Matrix MultiplicationScalar MultiplicationMatrix Algebra
Matrix Multiplication
Matrix multiplication involves combining two matrices to form a new matrix. To perform this, you need to follow a rule that is unlike regular multiplication. Instead, each element of the resulting matrix is the sum of the products of corresponding elements of the rows of the first matrix and columns of the second matrix.
This process can only be done if the number of columns in the first matrix matches the number of rows in the second matrix. For example, if matrix A is of size \(2 \times 3\), it can only be multiplied by another matrix B that has \(3 \times n\) dimensions.
  • One common point is: matrix multiplication is not commutative, meaning \(AB eq BA\) in general.
  • Matrix multiplication is associative, which implies \((AB)C = A(BC)\).
Mastering matrix multiplication requires practice, especially in following the precise rules that govern how each row and column combination contributes to the final product.
Scalar Multiplication
Scalar multiplication in the context of matrices is straightforward. Unlike matrix multiplication, scalar multiplication involves multiplying every element of a matrix by a single number, known as a scalar.
For a matrix \(A\) of size \(2 \times 2\) and a scalar \(c\), the operation \(cA\) adjusts each element of the matrix \(A\) by the factor \(c\). This multiplication scales up or scales down the entire matrix, affecting its magnitude but not its direction.
  • Scalar multiplication is distributive over matrix addition: \(c(A + B) = cA + cB\).
  • It is also associative with other scalars: \((cd)A = c(dA)\).
This concept is vital when working with linear transformations and in many matrix algorithms where scaling is required.
Matrix Algebra
Matrix algebra comprises operations that involve matrices and the rules that govern these operations. It is akin to regular algebra, but specifically for matrices. In matrix algebra, you will encounter operations like addition, subtraction, multiplication, and the finding of inverses.

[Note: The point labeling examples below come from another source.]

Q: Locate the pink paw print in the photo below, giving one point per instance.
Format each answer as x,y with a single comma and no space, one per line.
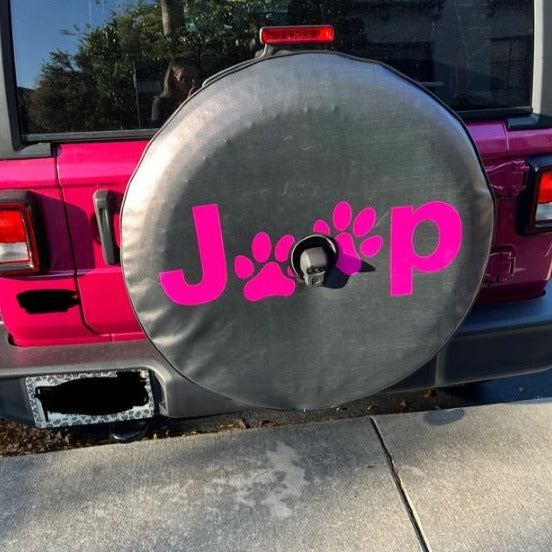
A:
270,280
349,261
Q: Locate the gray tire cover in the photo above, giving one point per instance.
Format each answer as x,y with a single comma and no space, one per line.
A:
267,154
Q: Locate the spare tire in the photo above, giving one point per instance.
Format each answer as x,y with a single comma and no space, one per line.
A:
267,154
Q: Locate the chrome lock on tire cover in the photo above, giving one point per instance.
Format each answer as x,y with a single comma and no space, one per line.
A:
276,150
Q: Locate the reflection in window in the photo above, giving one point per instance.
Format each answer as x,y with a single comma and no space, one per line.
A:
96,65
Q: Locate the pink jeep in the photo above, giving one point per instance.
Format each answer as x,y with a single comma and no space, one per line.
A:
284,203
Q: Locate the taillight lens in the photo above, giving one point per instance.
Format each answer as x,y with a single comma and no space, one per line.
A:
18,246
307,34
542,218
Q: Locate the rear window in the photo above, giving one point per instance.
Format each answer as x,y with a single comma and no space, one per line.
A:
112,65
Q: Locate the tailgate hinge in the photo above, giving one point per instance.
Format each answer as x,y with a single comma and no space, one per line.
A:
508,179
501,265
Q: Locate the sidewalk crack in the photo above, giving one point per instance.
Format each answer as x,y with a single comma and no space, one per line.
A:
400,488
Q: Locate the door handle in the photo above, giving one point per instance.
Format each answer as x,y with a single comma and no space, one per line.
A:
104,201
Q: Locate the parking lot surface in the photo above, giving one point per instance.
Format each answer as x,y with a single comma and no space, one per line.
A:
473,478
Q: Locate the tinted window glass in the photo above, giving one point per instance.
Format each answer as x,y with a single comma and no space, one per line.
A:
93,65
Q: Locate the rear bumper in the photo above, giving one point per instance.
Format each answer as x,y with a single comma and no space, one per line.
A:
493,342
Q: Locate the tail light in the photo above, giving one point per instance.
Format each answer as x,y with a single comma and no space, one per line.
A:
543,204
307,34
18,243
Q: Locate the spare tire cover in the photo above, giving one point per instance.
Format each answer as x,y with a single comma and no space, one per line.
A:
268,154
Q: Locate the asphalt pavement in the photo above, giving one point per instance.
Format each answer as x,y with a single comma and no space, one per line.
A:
472,478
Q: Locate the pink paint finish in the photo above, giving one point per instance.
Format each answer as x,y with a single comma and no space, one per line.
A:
404,260
491,139
213,263
270,280
348,260
83,169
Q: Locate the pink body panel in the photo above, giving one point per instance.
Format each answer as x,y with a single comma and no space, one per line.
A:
105,312
39,175
83,169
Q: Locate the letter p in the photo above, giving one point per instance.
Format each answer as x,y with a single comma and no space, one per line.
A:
404,259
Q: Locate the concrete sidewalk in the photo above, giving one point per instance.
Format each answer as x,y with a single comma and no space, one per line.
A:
455,480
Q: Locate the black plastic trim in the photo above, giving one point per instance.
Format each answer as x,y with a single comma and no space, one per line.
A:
105,212
530,122
11,146
494,342
493,114
180,398
94,136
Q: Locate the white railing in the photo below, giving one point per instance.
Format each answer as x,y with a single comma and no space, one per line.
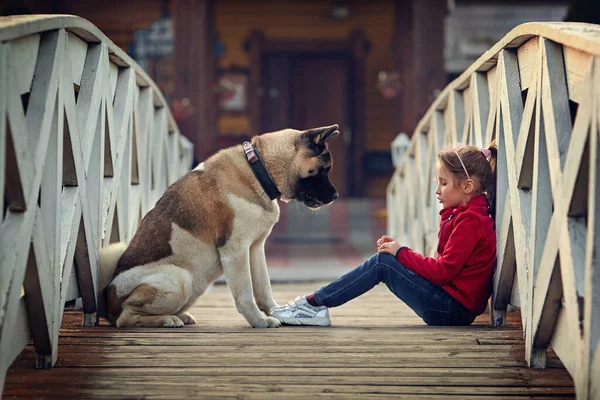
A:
87,146
538,92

Matrix algebra is foundational in areas such as computer graphics, statistics, and even complex systems modeling.
  • Addition and subtraction in matrix algebra are element-wise operations, meaning each element in the result is derived from adding or subtracting corresponding elements in the operand matrices.
  • Inverse matrices, when multiplied by their original matrices, result in identity matrices, a key concept in solving linear systems of equations.
Understanding matrix algebra opens up a wide range of applications in both theoretical and practical areas of mathematics and beyond.